Before you make a final decision, run it by your vet, just to make sure the puppy food you choose meets the special nutritional needs of rottweiler puppies.
Tips for Potty Training Your Rottweiler Puppy
Housetraining is a crucial issue for any new puppy owner. Puppies aren’t born knowing where the supposed to go to the bathroom, so it’s up to you to teach them.
Teaching your rottweiler puppy to poop and pee outside should start right from day one. Dogs are creatures of habit. Don’t let bad habits become the norm because you’ll have a much harder time retraining your puppy later.
Using a crate to train your puppy can be a huge help, and many puppies learn to love their crate and think of it as their own personal safe place. Puppies don’t like to potty where they sleep, so this method is highly effective.
Consistency is key. Your new puppy should be taken outside every two hours, day and night. He should also go out after he eats and after he wakes up from a nap. Take him outside immediately if he seems to be looking for a place to go. Anytime you can’t supervise him, he should be in his crate.
If your new puppy does have an accident in the house, don’t punish him for the behavior. That will just teach him to hide when he needs to go. You’ll have a lot more success if you offer praise and treats when he goes to the bathroom outside.
Veterinary Care for Your New Rottweiler Puppy
Providing the best veterinary care for your new rottweiler puppy is a huge responsibility. Thankfully, there are some very simple steps you can take to help ensure your new family member stays healthy.
Once you’ve chosen a vet, make an appointment for your puppy’s first vaccinations. Staying up to date on shots is key for preventing several life-threatening illnesses, so this should be one of your top priorities when you bring your puppy home.
Much like human babies, a puppy’s immune system is still developing, so they’re especially vulnerable to contagions. In general, puppies should have their first shots when they’re about seven weeks old, with two more rounds given at three-week intervals.
Most vets recommend that every puppy is vaccinated against rabies, parvovirus, distemper, hepatitis, leptospirosis, and parainfluenza. Your vet may recommend additional vaccines if there are other contagious diseases common in your area.
Bond Vet NYC spay/neuter services also recommend spaying or neutering your rottweiler to prevent unwanted behaviors and potential health issues, including cancer later in life. However, large breed dogs like rottweilers should not be neutered until they’re fully grown. Just be sure to have the procedure done before unwanted behaviors, such as urine marking, become learned habits that can be hard to break.
Be sure to consult with your vet about deworming and controlling other parasites like fleas, ticks, and mites, too. These are all crucial for keeping your rottweiler puppy healthy and happy.

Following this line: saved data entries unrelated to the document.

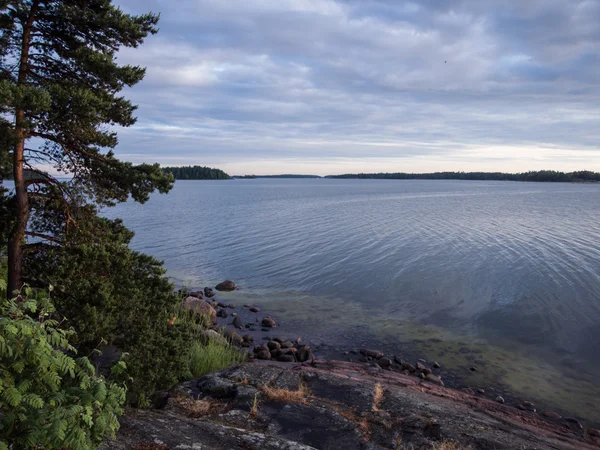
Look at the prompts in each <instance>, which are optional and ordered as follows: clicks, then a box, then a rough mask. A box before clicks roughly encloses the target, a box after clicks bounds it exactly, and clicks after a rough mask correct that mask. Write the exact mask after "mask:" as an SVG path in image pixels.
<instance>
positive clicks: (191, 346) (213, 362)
mask: <svg viewBox="0 0 600 450" xmlns="http://www.w3.org/2000/svg"><path fill="white" fill-rule="evenodd" d="M245 360H246V353H245V352H243V351H241V350H240V349H238V348H236V347H234V346H232V345H230V344H225V343H222V342H220V341H217V340H215V339H209V340H208V341H206V343H202V342H200V341H195V342H194V343H193V344H192V346H191V348H190V350H189V370H190V374H191V376H192V378H199V377H201V376H204V375H206V374H207V373H211V372H214V371H216V370H221V369H224V368H226V367H229V366H231V365H233V364H240V363H242V362H244V361H245Z"/></svg>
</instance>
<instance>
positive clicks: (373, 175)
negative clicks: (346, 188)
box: [163, 166, 600, 183]
mask: <svg viewBox="0 0 600 450" xmlns="http://www.w3.org/2000/svg"><path fill="white" fill-rule="evenodd" d="M163 170H165V171H166V172H170V173H172V174H173V176H174V177H175V179H176V180H252V179H258V178H276V179H344V180H351V179H359V180H464V181H523V182H549V183H597V182H600V172H592V171H589V170H582V171H576V172H558V171H555V170H540V171H530V172H522V173H504V172H431V173H404V172H395V173H350V174H341V175H326V176H319V175H299V174H280V175H234V176H230V175H229V174H226V173H225V172H223V171H221V170H219V169H211V168H208V167H199V166H194V167H180V168H173V167H169V168H163Z"/></svg>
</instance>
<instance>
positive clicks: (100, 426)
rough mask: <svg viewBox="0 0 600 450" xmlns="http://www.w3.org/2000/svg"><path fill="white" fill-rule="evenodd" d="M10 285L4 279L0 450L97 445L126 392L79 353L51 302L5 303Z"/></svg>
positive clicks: (0, 401)
mask: <svg viewBox="0 0 600 450" xmlns="http://www.w3.org/2000/svg"><path fill="white" fill-rule="evenodd" d="M5 290H6V282H5V281H4V280H3V279H1V280H0V291H2V292H0V294H3V295H2V299H1V300H0V358H1V362H0V449H2V448H3V449H8V448H9V446H11V448H23V449H26V448H31V449H39V448H44V449H56V448H61V447H62V448H74V449H78V450H87V449H93V448H96V447H97V445H98V444H99V443H100V442H101V440H102V439H103V438H104V437H105V436H107V435H114V433H115V431H116V430H117V429H118V427H119V422H118V416H119V415H120V414H121V413H122V412H123V411H122V405H123V404H124V401H125V389H124V388H122V387H119V386H117V385H116V384H112V383H107V382H105V380H104V379H103V378H102V377H97V376H96V375H95V370H94V367H93V366H92V365H91V363H90V362H89V360H88V359H87V358H76V357H75V354H76V352H75V349H74V348H73V347H72V346H71V345H70V343H69V339H70V338H72V337H73V334H74V331H73V330H64V329H60V328H59V324H58V323H57V322H56V321H55V320H53V319H52V318H51V313H52V312H53V309H52V306H51V304H50V302H49V301H48V300H47V299H44V298H39V299H38V300H37V301H36V300H31V299H27V298H24V297H20V296H19V297H18V298H17V299H16V300H4V295H5ZM26 294H27V296H26V297H29V296H30V295H31V294H32V293H31V292H30V291H29V290H27V292H26ZM38 311H39V312H38ZM36 315H37V317H36Z"/></svg>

Training and Socializing for Rottweiler Puppies
Your new little family member needs you to teach him how to be a well-mannered member of society. Rottweilers are extremely smart, but you still need to teach him right from wrong. Start by teaching him basic obedience like walking on a leash and sit, stay, and come.
While rottweilers are wonderful family dogs, they can be reserved around strangers. It’s extremely important that they’re socialized early in life and that the socialization continues throughout their lifetime. Be sure to expose your rottweiler to new people, smells, sounds, sights, and things regularly.
Rottweilers who aren’t taught basic obedience and aren’t socialized lack confidence. They can become nervous, timid dogs with anxiety issues, and in some cases, may even display fear-based aggression. Socializing your rottweiler throughout his life, starting in early puppyhood, is an easy way to make sure this never becomes a problem for your puppy.
When you’re training your rottweiler puppy, keep in mind that they are very sensitive dogs. Never use punishment or harsh words. Positive reinforcement will get you much further with these loving, eager-to-please pups. And, don’t forget that these little guys need lots of cuddles and playtime, too!